I have a representation of a large bit matrix where I'd like to efficiently retrieve the majority bit for each matrix column (^= bit value that occurs most often). The background is that the matrix rows represent ORB feature descriptors and the value I'm looking for resembles the mean in the Hamming domain.
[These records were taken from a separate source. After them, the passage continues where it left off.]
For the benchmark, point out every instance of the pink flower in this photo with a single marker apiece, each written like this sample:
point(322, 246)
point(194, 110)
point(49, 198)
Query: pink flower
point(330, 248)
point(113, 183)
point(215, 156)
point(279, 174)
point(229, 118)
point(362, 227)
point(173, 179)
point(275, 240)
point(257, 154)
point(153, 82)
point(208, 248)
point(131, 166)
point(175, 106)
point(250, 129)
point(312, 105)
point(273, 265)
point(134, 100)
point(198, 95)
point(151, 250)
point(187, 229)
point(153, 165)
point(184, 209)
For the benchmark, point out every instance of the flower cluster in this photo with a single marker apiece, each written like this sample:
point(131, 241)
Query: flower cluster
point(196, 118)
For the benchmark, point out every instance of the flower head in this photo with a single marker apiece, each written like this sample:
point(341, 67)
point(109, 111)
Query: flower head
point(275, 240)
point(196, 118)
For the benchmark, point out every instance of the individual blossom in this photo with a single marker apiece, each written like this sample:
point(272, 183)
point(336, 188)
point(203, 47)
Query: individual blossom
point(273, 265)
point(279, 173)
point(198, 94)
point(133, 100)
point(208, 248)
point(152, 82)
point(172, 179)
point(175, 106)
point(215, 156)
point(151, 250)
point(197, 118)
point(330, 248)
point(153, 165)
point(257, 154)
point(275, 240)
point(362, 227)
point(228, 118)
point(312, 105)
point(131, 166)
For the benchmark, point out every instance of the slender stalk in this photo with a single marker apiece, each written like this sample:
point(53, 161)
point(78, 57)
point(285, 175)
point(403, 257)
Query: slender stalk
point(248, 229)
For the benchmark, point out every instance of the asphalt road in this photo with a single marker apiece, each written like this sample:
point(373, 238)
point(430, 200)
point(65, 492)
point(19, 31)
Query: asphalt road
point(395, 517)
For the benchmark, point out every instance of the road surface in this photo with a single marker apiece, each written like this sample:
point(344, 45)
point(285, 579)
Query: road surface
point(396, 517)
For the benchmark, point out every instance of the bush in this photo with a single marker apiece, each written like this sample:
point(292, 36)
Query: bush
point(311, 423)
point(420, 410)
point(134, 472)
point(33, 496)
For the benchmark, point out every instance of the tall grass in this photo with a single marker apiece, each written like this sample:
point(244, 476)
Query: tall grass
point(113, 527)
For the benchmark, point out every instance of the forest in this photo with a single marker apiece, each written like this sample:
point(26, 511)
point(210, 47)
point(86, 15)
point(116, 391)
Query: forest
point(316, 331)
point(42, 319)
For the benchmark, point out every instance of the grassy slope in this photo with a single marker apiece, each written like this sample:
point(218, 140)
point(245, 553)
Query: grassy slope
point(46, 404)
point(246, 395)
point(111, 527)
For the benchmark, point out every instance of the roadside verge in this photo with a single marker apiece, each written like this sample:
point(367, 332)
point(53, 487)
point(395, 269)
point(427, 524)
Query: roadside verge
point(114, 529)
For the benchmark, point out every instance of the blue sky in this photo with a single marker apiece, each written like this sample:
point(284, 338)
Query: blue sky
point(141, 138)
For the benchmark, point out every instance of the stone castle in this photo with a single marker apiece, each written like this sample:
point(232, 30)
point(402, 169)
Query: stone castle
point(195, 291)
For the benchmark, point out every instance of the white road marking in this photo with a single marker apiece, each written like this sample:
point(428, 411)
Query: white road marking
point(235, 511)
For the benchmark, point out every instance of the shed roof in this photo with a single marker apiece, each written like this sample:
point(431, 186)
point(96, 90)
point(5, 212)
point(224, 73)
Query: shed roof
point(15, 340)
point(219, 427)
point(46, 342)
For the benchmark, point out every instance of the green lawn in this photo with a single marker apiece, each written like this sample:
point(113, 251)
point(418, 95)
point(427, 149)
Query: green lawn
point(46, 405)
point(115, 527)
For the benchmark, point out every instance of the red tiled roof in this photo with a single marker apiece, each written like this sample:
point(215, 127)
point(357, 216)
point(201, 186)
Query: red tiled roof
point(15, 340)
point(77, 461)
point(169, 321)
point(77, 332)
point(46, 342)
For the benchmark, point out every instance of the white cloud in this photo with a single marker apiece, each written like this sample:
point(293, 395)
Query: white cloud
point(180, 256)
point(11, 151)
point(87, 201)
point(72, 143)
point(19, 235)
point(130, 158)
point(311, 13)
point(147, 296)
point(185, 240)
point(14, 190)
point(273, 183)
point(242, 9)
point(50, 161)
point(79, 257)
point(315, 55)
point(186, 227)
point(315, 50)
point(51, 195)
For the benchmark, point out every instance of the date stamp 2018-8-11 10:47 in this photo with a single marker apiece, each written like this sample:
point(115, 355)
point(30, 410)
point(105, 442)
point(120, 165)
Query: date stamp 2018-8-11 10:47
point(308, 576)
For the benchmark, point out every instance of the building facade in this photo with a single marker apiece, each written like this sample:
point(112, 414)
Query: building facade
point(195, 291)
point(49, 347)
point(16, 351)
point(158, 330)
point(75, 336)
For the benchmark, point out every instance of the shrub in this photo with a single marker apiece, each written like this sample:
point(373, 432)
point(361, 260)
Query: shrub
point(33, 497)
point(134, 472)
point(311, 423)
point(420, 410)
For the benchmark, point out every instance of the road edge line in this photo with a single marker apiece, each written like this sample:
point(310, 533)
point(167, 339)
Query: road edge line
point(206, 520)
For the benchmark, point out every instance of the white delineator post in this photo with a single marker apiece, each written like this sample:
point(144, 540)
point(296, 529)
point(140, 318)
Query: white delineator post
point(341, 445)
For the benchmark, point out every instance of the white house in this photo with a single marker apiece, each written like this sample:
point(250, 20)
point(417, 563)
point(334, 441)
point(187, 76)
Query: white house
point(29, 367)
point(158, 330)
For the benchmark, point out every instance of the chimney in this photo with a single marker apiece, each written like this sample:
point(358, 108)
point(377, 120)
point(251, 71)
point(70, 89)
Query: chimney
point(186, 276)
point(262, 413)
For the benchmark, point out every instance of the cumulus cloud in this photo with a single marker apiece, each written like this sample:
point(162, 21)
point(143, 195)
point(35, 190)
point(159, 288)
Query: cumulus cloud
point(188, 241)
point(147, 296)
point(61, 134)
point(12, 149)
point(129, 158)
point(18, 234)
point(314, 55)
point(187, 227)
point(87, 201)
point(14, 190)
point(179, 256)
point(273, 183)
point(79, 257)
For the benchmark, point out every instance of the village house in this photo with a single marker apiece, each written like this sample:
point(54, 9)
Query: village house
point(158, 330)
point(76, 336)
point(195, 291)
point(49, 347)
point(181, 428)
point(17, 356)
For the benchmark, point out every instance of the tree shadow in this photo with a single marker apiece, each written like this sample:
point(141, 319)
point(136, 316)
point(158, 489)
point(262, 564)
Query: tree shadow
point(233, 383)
The implementation I'm currently working with looks like this
// holds column-sum for each bit
std::vector<int> sum(32 * 8, 0);
// cv::Mat mat is a matrix of values € [0, 255] filled elsewhere
for (size_t i = 0; i < mat.cols; ++i)
{
const cv::Mat &d = mat.row(i);
const unsigned char *p = d.ptr<unsigned char>();
// count bits set column-wise
for (int j = 0; j < d.cols; ++j, ++p)
{
if (*p & (1 << 7)) ++sum[j * 8];
if (*p & (1 << 6)) ++sum[j * 8 + 1];
if (*p & (1 << 5)) ++sum[j * 8 + 2];
if (*p & (1 << 4)) ++sum[j * 8 + 3];
if (*p & (1 << 3)) ++sum[j * 8 + 4];
if (*p & (1 << 2)) ++sum[j * 8 + 5];
if (*p & (1 << 1)) ++sum[j * 8 + 6];
if (*p & (1)) ++sum[j * 8 + 7];
}
}
cv::Mat mean = cv::Mat::zeros(1, 32, CV_8U);
unsigned char *p = mean.ptr<unsigned char>();
const int N2 = (int)mat.rows / 2 + mat.rows % 2;
for (size_t i = 0; i < sum.size(); ++i)
{
if (sum[i] >= N2)
{
// set bit in mean only if the corresponding matrix column
// contains more 1s than 0s
*p |= 1 << (7 - (i % 8));
}
if (i % 8 == 7) ++p;
}
The bottleneck is the big loop with all the bit shifting. Is there any way or known bit magic to make this any faster?